10
votes

I'm writing a LaTeX document in vim, and I have it hard wrapping at 80 characters to make reading easier. However, this causes problems with tracking changes with in version control. For example, inserting "Lorem ipsum" at the beginning of this text:

1 Dolor sit amet, consectetur adipiscing elit. Phasellus bibendum lobortis lectus
2 quis porta. Aenean vestibulum magna vel purus laoreet at molestie massa
3 suscipit. Vestibulum vestibulum, mauris nec convallis ultrices, tellus sapien
4 ullamcorper elit, dignissim consectetur justo tellus et nunc. 

results in:

1 Lorum ipsum dolor sit amet, consectetur adipiscing elit. Phasellus bibendum
2 lobortis lectus quis porta. Aenean vestibulum magna vel purus laoreet at
3 molestie massa suscipit. Vestibulum vestibulum, mauris nec convallis ultrices,
4 tellus sapien ullamcorper elit, dignissim consectetur justo tellus et nunc.

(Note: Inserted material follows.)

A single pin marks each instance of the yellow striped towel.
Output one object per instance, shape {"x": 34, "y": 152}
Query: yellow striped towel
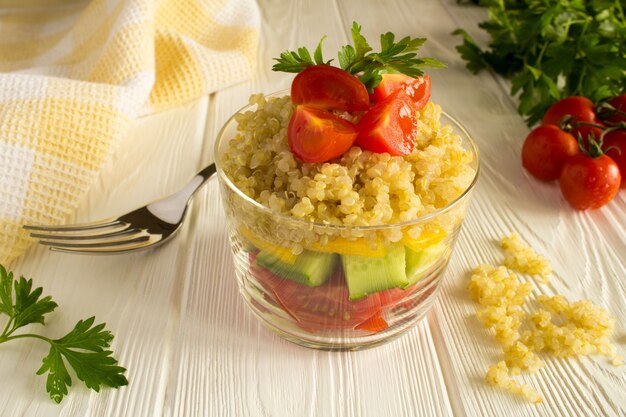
{"x": 74, "y": 74}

When I review this change in git, it tells me that all the lines of the paragraph have changed because of the wrapping, even though only one semantic change has occurred. One way around this problem is to have every sentence on its own line. This looks the same in the rendered document, but the source now is harder to read, because each line has quite a different line length:

1 Lorum ipsum dolor sit amet, consectetur adipiscing elit.
2 Phasellus bibendum lobortis lectus quis porta.
3 Aenean vestibulum magna vel purus laoreet at molestie massa suscipit.
4 Vestibulum vestibulum, mauris nec convallis ultrices, tellus sapien ullamcorper elit, dignissim consectetur justo tellus et nunc.

(If I soft wrap at 80, things still look bad, just in a different way.)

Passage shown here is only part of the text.